Women's Crew Posts Strong Performance at Foot of the Charles

From Head to the Foot, the attitude is the same for the Radcliffe lightweight team.

A month ago, thousands of fans gathered along the Charles River for the world-famous Head of the Charles Regatta. This weekend, Radcliffe boats raced before less crowded banks at the Foot of the Charles, a 6000-meter race that includes the Head of the Charles course.

Despite the difference in publicity and name recognition, the Black and White did not take the race any less seriously.

“Head of the Charles is definitely the biggest race of the fall season just because so many international teams so many different collegiate teams come,” co-captain Olivia Henry said. “It’s just a huge weekend for all rowers. That being said, we work equally as hard coming up to Foot of the Charles because every race we want to make the best race ever.”

This mentality was evident this weekend for the Radcliffe lightweights. The Black and White’s first lightweight boat came in first for lightweights and fourth overall, with a time of 21 minutes, 28.3 seconds. Two other Radcliffe boats raced as well, coming in fifth and seventh for lightweights.


Northeastern’s heavyweights took first out of 23 boats with a time of 20:41.8, topping the runner-up Radcliffe heavyweights by five seconds.

“The fact that we were able to field three competitive eights shows that our team has so much depth, especially from our freshmen and seniors,” sophomore Katelyn McEvoy said. “Our seniors contribute to our depth, leading by example to create a culture on our team that emphasizes hard work, dedication, and camaraderie.
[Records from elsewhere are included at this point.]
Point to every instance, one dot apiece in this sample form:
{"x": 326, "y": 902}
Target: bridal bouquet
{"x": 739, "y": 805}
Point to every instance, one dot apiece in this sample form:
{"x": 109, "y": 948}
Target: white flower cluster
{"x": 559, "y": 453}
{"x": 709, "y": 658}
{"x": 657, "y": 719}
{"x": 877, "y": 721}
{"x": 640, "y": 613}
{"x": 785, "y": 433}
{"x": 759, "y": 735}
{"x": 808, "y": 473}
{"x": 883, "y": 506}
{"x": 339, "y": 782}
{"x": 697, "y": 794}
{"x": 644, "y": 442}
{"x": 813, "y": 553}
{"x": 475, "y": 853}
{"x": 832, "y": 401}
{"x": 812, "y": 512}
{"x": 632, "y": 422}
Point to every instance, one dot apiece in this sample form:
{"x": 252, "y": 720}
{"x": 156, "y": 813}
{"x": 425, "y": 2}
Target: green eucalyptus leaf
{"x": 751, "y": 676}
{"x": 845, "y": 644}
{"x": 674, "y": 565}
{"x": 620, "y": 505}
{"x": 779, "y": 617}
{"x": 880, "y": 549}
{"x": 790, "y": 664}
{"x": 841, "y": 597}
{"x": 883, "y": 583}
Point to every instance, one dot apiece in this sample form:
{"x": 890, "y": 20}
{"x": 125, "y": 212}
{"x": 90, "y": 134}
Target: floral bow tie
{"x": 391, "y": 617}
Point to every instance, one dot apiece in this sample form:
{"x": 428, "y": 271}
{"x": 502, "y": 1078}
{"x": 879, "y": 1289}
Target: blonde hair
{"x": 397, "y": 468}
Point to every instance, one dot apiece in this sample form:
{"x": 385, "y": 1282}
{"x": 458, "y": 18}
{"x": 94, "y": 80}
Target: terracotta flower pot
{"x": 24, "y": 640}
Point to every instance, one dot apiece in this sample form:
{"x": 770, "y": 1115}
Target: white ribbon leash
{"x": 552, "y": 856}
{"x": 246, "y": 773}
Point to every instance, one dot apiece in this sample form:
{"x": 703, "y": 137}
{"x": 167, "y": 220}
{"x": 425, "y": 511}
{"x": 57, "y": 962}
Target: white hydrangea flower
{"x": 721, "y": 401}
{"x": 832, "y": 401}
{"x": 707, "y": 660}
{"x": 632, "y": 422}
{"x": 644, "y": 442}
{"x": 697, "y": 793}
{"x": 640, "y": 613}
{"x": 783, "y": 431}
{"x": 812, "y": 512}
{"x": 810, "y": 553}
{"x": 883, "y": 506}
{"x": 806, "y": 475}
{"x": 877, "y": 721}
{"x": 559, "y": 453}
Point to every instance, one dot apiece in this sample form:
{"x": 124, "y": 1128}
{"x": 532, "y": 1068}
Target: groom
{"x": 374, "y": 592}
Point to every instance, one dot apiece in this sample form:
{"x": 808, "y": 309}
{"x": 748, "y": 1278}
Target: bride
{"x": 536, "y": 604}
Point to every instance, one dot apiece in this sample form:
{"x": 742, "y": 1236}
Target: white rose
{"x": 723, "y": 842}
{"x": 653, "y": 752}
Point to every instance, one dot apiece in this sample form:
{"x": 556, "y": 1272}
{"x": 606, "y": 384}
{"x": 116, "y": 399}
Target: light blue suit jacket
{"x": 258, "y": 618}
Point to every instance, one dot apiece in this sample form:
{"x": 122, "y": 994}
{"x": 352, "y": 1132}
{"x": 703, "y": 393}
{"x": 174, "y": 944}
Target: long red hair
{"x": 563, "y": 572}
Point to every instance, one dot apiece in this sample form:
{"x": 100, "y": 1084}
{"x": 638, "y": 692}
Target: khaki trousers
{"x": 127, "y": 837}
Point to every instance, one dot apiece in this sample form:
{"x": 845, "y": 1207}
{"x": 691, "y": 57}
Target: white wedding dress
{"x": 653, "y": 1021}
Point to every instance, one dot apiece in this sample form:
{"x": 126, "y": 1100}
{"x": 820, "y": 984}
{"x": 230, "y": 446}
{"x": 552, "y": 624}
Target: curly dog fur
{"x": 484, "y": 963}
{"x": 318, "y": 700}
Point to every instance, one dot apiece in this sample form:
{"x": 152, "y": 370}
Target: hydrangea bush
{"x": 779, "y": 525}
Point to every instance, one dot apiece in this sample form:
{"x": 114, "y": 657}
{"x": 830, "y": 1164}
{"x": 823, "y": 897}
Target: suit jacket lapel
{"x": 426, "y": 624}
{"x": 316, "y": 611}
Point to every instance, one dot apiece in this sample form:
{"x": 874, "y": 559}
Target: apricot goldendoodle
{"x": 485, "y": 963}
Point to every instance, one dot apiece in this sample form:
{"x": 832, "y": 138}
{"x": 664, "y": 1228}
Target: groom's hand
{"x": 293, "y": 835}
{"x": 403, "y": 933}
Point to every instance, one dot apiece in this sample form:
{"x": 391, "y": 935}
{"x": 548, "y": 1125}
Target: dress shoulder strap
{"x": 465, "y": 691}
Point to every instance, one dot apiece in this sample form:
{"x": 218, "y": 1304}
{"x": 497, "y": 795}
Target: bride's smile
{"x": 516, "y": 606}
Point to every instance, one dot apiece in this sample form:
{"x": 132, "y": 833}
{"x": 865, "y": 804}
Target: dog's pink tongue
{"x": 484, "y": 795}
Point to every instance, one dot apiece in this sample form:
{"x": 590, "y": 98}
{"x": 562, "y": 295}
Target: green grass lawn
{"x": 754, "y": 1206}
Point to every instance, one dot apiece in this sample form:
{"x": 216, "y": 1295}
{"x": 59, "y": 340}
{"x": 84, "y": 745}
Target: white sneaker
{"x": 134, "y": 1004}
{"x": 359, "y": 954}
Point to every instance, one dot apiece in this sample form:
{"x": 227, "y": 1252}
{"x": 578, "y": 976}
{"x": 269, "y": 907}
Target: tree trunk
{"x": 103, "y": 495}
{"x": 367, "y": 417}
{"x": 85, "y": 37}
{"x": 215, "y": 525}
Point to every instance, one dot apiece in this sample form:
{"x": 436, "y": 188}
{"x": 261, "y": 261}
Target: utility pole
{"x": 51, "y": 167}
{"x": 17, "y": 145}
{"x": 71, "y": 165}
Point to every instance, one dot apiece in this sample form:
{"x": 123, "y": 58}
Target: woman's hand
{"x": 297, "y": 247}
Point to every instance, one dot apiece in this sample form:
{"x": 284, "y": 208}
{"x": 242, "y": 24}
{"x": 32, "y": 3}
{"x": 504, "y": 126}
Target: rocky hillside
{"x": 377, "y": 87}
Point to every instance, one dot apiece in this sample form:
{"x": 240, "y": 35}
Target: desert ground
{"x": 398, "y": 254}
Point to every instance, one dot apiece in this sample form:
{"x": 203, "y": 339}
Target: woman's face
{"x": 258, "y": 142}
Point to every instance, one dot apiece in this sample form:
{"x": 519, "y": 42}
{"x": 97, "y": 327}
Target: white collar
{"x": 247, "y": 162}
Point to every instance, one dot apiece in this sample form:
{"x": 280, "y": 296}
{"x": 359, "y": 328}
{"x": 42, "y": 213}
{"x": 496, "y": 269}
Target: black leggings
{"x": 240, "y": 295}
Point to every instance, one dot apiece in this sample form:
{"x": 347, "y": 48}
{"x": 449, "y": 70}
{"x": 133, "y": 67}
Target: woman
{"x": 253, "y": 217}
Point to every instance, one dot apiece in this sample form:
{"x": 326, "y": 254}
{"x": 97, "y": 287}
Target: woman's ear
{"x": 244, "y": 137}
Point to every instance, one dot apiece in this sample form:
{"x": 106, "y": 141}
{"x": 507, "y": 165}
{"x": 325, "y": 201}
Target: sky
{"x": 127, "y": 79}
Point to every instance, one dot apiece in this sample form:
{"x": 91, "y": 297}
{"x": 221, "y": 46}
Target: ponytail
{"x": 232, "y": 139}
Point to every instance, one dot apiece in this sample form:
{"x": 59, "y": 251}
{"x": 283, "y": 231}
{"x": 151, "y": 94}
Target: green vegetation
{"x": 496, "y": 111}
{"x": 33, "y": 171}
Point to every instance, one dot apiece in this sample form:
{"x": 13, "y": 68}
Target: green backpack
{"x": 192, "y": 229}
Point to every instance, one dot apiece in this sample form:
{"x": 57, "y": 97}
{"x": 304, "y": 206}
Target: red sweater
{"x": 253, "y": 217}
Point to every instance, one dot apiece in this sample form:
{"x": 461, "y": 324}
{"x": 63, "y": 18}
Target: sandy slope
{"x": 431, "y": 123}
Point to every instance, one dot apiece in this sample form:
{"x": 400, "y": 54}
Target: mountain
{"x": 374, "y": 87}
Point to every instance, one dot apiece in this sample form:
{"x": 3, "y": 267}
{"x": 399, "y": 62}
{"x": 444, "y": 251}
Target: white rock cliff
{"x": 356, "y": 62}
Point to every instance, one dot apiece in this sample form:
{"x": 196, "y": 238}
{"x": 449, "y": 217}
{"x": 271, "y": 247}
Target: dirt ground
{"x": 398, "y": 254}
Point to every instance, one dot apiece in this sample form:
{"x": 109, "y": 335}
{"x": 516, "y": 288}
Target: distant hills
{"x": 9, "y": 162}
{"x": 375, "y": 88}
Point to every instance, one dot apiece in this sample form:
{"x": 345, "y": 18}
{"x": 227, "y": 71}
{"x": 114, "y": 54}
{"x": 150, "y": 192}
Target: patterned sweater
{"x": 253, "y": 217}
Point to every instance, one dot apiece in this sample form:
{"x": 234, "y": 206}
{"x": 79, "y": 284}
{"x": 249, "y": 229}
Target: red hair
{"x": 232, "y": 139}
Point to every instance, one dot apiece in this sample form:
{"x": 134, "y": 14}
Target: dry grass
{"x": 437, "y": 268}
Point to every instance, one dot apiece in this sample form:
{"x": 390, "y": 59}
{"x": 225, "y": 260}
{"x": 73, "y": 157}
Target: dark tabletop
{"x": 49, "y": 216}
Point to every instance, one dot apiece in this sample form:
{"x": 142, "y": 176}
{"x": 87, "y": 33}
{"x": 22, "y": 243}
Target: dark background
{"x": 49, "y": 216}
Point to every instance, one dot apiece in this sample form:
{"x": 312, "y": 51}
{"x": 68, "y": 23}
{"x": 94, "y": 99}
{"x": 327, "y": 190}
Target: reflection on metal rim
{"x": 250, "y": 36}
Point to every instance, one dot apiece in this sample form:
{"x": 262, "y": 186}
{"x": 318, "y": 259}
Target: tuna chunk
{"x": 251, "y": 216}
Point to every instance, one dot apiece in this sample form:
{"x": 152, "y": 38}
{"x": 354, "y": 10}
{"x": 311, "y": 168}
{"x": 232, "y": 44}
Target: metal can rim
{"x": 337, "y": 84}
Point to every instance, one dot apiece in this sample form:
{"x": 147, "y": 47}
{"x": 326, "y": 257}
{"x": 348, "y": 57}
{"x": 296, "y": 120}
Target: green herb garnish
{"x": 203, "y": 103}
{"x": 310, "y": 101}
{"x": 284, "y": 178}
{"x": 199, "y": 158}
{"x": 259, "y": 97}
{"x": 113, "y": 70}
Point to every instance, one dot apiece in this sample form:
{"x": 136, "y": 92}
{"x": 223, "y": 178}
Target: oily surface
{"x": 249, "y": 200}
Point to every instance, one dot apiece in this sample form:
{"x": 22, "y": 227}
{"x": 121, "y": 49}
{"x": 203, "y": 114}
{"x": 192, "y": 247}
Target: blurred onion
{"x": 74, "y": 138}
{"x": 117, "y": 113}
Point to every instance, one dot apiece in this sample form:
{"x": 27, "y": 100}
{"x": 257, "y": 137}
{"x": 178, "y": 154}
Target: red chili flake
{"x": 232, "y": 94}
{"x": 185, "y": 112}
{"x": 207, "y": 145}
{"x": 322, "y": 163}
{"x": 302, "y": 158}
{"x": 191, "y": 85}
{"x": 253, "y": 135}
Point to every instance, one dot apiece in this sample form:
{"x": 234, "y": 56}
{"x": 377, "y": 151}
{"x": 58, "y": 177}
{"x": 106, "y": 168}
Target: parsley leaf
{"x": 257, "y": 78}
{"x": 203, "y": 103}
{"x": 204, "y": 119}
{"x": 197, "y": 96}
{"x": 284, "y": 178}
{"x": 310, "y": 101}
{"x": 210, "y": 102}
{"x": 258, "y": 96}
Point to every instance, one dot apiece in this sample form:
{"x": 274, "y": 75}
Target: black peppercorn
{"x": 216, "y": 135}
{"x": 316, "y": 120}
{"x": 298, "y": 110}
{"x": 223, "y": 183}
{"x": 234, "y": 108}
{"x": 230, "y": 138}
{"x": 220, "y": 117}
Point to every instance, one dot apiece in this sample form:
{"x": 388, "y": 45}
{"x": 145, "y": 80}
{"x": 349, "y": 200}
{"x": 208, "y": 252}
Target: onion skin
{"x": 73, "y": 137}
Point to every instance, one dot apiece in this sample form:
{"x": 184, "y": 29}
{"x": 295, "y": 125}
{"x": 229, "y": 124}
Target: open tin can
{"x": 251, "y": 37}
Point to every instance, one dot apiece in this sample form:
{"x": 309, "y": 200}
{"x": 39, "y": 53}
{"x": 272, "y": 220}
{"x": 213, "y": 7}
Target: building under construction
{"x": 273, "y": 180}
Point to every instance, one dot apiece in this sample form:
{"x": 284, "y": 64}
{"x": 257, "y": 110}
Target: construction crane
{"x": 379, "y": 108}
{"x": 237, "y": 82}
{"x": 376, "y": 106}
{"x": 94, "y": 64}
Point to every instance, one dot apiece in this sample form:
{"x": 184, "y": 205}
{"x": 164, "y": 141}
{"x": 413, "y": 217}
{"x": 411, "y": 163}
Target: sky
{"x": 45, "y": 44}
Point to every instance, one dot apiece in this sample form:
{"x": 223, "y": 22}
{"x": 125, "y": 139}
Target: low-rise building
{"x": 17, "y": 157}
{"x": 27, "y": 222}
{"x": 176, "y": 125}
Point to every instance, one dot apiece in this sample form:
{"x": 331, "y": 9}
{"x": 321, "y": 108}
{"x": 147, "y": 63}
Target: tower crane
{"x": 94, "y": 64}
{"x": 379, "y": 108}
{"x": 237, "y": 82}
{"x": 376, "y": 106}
Their years of experience are invaluable to us.”

But this year, even the most experienced rower had to make adjustments, as the race has been increased by half a mile. Apart from the new endurance aspect, the change allowed the rowers to row in eights instead of fours, as they had before.

The race was also a head race, meaning the boats were timed instead of racing side by side. This, along with the openweight field, sets a challenging race for the lightweight boats.

“Head races can be challenging when boats begin to pass one another and both want to take the inside of a turn, especially on a river as winding as the Charles,” McEvoy said. “The boats may become spread out, so another team could beat you by seconds without you ever realizing that the race was so close.”

Although this format tested the rowers, it also allowed the Radcliffe lightweights to pace themselves off he heavyweight boats. Guhan alerted her teammates  to the positions of competing boats throughout the race.

“As a coxswain, how I deal with [a head race] is I just continue to call out those other boats,” Guhan said. “It’s even more exciting if you can beat them because we’re not even supposed to be competing against them.”

The weather provided another challenge, as the race took place in 34 degree weather, with a 12 mph headwind.

“The weather conditions were definitely not ideal,” McEvoy said. “The wind-chill was uncomfortable, but the strong headwind proved to be much more of a problem for us. It made us lose our rhythm several times throughout the race.”

Despite the weather and format changes, racing on home turf proved an advantage for Radcliffe.

“The nice thing about going to Harvard is that we get to practice on this river every day,” Guhan said. “We know the course very well. We know exactly what to expect.”

Perhaps the most significant aspect of the regatta was that it marked the close of the Black and White’s fall season. Now, the rowers look toward winter training to prepare for their main season in the spring.

“We’re at a really good point right now,” Henry said. “We’re getting very motivated to stay focused during the winter months, and stay training so we can come back and have a great spring season.”